Nearly 1,000 Arakanese people gathered in Sittwe, the capital of Arakan State in western Burma, to show their support for local authorities’ ban on Rohingya Muslims having more than two children and one wife, urging that the ban be extended to cover the entire state.
Last month, authorities in Arakan State’s Maungdaw district enforced the ban because, authorities said, the population of Rohingya in the district was growing at an unacceptable rate and needed to be stemmed.
“Rakhine [Arakan] State is close to Bangladesh, so that we need to have something to keep their population in check in our state,” said Tha Pwint, one of the demonstration’s leaders, during the mass gathering in Sittwe on Tuesday.
The United Nations said last month that a decision by authorities in western Burma to restore a two-child limit on Rohingya Muslims was discriminatory and in violation of their human rights. UN deputy spokesman Eduardo del Buey said UN human rights bodies have called on the authorities in Arakan State “to remove such policies or practices.”

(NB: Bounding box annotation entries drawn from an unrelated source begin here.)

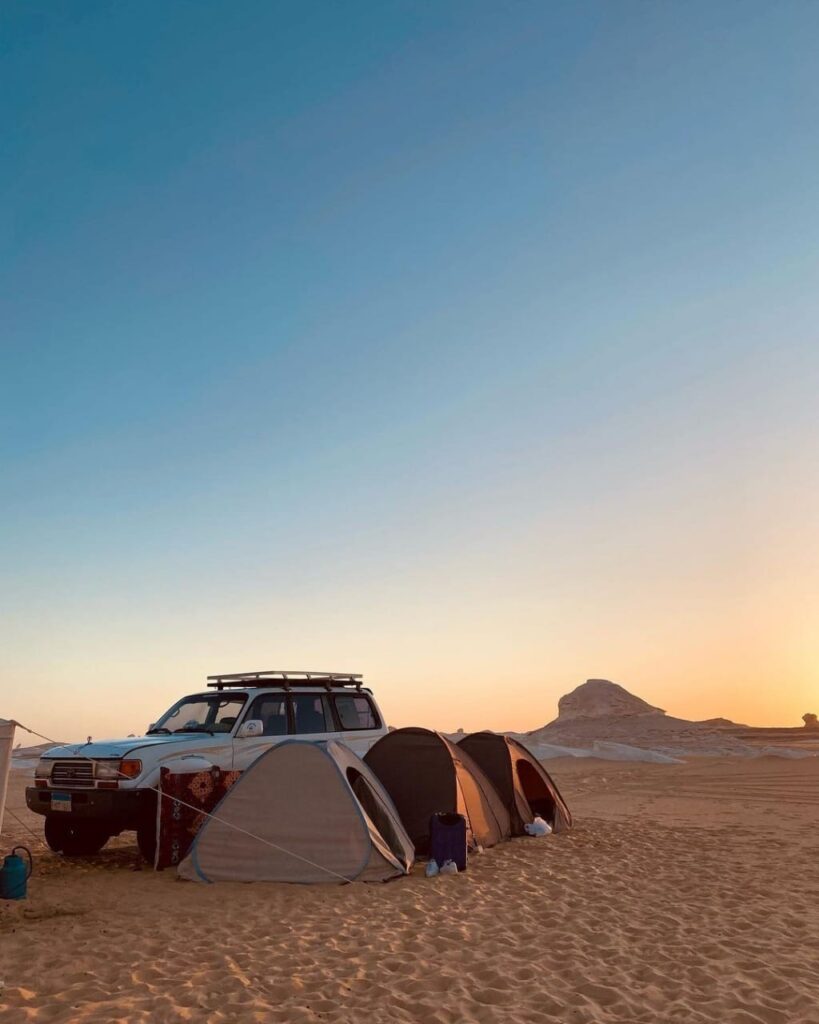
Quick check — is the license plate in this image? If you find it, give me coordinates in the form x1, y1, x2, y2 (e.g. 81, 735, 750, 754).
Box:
51, 793, 71, 811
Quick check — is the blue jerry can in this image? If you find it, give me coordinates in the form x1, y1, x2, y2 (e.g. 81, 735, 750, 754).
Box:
0, 846, 33, 899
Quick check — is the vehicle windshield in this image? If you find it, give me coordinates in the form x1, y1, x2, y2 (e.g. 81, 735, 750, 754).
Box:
148, 693, 248, 735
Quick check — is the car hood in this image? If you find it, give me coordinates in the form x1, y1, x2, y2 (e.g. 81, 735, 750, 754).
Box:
44, 732, 224, 758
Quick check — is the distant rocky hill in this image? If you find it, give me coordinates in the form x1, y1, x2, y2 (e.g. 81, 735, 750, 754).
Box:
552, 679, 665, 724
521, 679, 808, 757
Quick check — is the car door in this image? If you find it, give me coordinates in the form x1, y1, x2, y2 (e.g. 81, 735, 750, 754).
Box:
233, 693, 289, 771
332, 692, 385, 758
290, 693, 336, 742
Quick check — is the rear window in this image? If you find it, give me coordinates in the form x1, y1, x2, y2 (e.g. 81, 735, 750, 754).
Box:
336, 693, 381, 729
290, 693, 333, 736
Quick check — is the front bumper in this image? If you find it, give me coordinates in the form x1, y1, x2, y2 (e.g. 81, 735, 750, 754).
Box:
26, 785, 151, 831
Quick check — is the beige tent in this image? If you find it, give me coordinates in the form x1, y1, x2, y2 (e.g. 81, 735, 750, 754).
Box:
458, 732, 571, 836
179, 739, 414, 883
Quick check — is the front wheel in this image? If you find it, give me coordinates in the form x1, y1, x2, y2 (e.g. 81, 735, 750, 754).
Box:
45, 814, 111, 857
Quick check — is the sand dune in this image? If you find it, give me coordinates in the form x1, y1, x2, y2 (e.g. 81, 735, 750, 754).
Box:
0, 759, 819, 1024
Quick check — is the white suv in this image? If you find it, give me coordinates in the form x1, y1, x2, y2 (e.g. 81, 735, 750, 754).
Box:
26, 672, 387, 860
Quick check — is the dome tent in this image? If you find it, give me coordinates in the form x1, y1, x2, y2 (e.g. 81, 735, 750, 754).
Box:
364, 728, 510, 854
458, 732, 571, 836
179, 739, 414, 883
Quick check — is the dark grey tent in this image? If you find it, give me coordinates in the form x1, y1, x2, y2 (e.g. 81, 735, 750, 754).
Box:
458, 732, 571, 836
364, 728, 511, 855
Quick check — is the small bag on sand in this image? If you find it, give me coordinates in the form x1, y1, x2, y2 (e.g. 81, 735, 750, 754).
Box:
429, 813, 467, 871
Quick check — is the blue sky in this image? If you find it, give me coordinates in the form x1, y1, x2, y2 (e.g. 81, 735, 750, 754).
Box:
0, 2, 819, 733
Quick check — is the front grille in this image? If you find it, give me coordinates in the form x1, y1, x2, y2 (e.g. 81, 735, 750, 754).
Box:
51, 761, 94, 786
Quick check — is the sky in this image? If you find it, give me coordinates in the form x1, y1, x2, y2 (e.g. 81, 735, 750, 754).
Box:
0, 0, 819, 739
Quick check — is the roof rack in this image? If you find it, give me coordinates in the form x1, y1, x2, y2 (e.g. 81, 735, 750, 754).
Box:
208, 671, 362, 690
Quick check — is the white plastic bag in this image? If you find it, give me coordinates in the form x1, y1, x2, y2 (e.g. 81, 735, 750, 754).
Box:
523, 814, 552, 836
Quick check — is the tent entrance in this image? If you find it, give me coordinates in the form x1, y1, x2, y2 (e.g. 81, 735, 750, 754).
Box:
515, 760, 555, 823
347, 767, 404, 860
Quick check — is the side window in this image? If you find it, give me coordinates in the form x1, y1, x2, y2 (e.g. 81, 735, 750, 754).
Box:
246, 693, 288, 736
336, 693, 381, 729
290, 693, 333, 736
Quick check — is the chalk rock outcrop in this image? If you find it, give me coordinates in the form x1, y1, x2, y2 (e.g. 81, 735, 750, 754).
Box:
557, 679, 665, 722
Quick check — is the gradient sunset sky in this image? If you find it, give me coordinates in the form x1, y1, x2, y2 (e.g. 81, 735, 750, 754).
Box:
0, 0, 819, 739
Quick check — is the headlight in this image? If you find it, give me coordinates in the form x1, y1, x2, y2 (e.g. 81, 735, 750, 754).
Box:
94, 759, 142, 782
120, 758, 142, 778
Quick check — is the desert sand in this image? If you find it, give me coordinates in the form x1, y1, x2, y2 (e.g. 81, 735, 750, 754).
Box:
0, 758, 819, 1024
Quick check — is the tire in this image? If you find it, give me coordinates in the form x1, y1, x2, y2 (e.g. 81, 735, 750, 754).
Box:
136, 818, 157, 866
45, 814, 111, 857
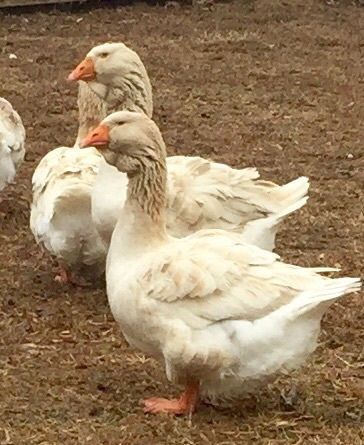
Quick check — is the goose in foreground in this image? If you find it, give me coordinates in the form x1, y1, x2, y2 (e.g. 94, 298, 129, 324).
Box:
69, 43, 309, 250
0, 97, 25, 201
81, 111, 360, 414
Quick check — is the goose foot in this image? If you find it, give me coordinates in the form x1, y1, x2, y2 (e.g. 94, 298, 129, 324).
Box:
143, 384, 199, 415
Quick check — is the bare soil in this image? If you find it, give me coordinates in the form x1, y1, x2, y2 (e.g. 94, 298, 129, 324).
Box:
0, 0, 364, 445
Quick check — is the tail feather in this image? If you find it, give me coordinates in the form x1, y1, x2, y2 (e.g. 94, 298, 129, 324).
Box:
282, 277, 362, 319
244, 196, 308, 250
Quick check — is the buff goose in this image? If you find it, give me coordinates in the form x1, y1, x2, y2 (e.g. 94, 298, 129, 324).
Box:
82, 111, 360, 414
30, 147, 106, 285
69, 43, 309, 250
0, 97, 25, 200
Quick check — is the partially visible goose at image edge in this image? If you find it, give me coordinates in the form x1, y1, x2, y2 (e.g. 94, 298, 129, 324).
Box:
0, 97, 25, 202
81, 111, 361, 414
69, 43, 309, 250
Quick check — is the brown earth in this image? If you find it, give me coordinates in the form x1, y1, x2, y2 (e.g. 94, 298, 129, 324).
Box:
0, 0, 364, 445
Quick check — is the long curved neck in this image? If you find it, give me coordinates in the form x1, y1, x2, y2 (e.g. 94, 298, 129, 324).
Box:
75, 81, 108, 146
75, 70, 153, 146
125, 156, 167, 234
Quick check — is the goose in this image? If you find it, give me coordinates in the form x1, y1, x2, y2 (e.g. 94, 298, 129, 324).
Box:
0, 97, 25, 202
68, 43, 309, 250
30, 147, 106, 286
80, 111, 360, 415
30, 44, 309, 285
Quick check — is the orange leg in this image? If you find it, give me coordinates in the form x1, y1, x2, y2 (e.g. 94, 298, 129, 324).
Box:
143, 383, 199, 415
54, 265, 71, 284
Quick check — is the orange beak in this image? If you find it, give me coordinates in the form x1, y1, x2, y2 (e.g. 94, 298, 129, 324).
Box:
80, 124, 110, 148
68, 57, 96, 82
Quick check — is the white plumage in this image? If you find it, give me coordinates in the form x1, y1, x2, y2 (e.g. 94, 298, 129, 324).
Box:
71, 43, 309, 249
30, 147, 106, 281
80, 111, 360, 413
0, 97, 25, 191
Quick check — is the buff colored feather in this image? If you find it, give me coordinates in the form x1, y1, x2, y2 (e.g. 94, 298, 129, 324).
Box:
95, 111, 361, 406
0, 98, 25, 191
76, 43, 309, 250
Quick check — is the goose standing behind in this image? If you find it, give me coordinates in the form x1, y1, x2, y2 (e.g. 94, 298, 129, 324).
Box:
30, 44, 308, 284
82, 111, 360, 414
30, 147, 106, 285
69, 43, 309, 250
0, 97, 25, 197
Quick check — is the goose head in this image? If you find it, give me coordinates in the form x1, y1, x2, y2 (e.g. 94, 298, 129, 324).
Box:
80, 110, 166, 176
68, 43, 153, 116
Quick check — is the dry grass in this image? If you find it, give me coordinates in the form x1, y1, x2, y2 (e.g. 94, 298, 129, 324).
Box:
0, 0, 364, 445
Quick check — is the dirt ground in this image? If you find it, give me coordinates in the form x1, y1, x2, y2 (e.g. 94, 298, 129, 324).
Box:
0, 0, 364, 445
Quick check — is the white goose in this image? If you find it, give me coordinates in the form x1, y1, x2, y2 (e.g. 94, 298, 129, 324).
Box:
30, 147, 106, 285
30, 44, 308, 284
69, 43, 309, 250
82, 111, 360, 414
0, 97, 25, 200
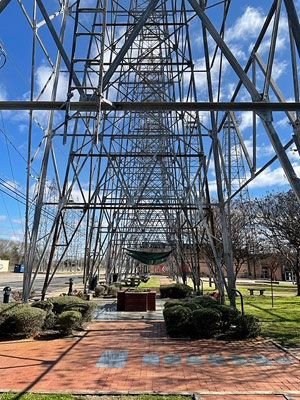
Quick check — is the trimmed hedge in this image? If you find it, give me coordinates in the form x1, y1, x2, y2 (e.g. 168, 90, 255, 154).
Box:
31, 300, 53, 312
0, 296, 97, 338
163, 296, 260, 339
57, 311, 82, 335
0, 303, 47, 337
49, 296, 97, 322
159, 283, 192, 299
190, 308, 221, 339
163, 305, 192, 337
232, 314, 261, 339
214, 304, 240, 333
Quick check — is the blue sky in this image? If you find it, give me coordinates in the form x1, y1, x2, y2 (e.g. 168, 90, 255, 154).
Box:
0, 0, 300, 240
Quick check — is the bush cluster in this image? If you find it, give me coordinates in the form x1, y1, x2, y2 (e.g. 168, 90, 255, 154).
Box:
163, 296, 260, 339
0, 296, 96, 338
159, 283, 192, 299
94, 282, 122, 297
0, 303, 47, 338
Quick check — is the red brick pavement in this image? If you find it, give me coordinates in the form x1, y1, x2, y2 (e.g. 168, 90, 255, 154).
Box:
0, 321, 300, 400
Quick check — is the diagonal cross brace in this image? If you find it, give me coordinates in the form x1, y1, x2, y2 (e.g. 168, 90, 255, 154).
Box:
37, 0, 83, 94
102, 0, 160, 89
0, 0, 10, 14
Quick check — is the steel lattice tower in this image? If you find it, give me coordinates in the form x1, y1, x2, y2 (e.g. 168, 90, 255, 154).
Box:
0, 0, 300, 304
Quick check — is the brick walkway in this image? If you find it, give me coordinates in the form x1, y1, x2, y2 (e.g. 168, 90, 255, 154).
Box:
0, 321, 300, 400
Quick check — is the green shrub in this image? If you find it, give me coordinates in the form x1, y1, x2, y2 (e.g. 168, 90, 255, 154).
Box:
164, 299, 186, 309
190, 308, 221, 339
232, 314, 260, 339
214, 304, 240, 332
31, 300, 53, 312
64, 301, 97, 322
49, 296, 97, 321
95, 286, 105, 297
159, 283, 192, 299
43, 311, 57, 330
0, 304, 46, 337
107, 285, 120, 297
191, 296, 219, 308
163, 305, 192, 337
57, 311, 82, 335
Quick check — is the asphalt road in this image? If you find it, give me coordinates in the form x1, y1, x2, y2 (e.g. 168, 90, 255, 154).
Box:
0, 272, 83, 302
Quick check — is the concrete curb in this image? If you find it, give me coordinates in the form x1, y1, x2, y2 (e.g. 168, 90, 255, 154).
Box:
269, 339, 300, 362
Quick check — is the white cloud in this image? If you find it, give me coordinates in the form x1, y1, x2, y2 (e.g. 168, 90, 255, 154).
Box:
239, 111, 253, 132
36, 64, 69, 101
225, 6, 265, 42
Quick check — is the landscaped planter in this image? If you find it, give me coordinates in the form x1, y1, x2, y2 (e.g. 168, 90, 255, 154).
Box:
117, 291, 156, 311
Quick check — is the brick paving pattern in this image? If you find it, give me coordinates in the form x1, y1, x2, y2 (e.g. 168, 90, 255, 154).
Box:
0, 321, 300, 400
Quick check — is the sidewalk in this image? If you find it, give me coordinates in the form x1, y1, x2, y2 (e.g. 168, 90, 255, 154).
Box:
0, 321, 300, 400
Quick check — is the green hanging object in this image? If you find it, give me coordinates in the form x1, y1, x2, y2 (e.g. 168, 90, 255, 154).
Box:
124, 249, 172, 265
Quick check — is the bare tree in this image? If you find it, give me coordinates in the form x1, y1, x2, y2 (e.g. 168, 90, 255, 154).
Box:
253, 190, 300, 296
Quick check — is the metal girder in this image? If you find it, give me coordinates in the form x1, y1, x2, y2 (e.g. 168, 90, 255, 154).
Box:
36, 0, 81, 92
103, 0, 160, 89
0, 0, 11, 14
284, 0, 300, 57
0, 101, 300, 112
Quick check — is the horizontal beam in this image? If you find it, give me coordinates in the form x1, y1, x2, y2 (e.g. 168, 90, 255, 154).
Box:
71, 152, 204, 159
44, 202, 203, 211
0, 101, 300, 112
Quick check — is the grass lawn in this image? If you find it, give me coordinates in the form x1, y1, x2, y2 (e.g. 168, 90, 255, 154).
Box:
237, 295, 300, 346
0, 393, 192, 400
183, 280, 300, 347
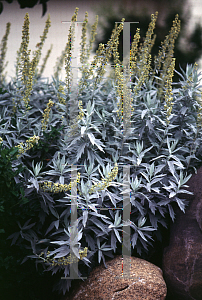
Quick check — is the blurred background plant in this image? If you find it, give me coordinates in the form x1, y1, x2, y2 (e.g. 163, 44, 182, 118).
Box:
93, 0, 202, 82
0, 8, 202, 299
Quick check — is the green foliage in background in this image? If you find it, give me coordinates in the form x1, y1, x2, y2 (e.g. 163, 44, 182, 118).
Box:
0, 8, 202, 299
93, 0, 202, 82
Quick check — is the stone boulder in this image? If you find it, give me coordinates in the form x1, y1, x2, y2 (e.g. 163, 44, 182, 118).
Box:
162, 167, 202, 300
64, 255, 167, 300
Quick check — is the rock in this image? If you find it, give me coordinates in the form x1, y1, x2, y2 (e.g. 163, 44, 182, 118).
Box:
162, 167, 202, 300
65, 255, 167, 300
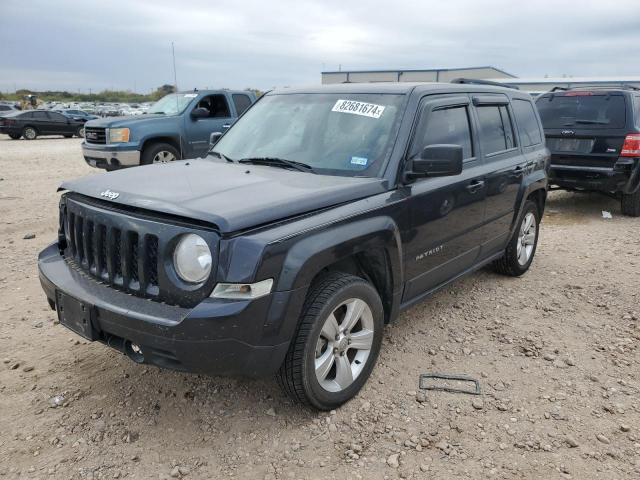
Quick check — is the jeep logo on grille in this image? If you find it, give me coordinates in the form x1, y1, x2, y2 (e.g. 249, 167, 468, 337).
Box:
100, 189, 120, 200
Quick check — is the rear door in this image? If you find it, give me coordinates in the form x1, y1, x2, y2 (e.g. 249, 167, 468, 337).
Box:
473, 94, 528, 257
403, 94, 486, 302
29, 110, 55, 135
47, 112, 75, 135
536, 90, 631, 172
185, 93, 233, 158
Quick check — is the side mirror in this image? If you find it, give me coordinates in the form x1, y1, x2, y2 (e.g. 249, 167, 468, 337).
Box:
209, 132, 222, 148
191, 107, 209, 120
407, 144, 463, 178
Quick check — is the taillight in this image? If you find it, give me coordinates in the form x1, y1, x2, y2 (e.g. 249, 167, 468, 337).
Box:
620, 133, 640, 157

The Burmese democracy leader Aung San Suu Kyi also questioned the recent introduction of a two-child policy for Rohingya families in Arakan State, saying the measure is “illegal” and “not in accordance with human rights.”
Earlier on Tuesday, AFP reported that Burma will review the local decision to forcibly limit Muslim Rohingya in two areas of Arakan State to two children.
Participants said they held Tuesday’s demonstration to show their solidarity with the local authorities’ two-child policy for Rohingya.
“If the United States and the UN put pressure on the government on the issue, we can respond to it now as we show our support for the order,” said Aung Thit Soe, a youth leader who took part the demonstration.
The demonstration was joined by political party members, members of social networks and Sittwe residents. Participants were surrounded by Buddhist monks.
“Despite their participation in the demonstration, they are not involved as party members,” said Aung Myat Kyaw, an MP from the Rakhine Nationalities Development Party (RNDP).
“They might want to join it because they are Rakhine people.”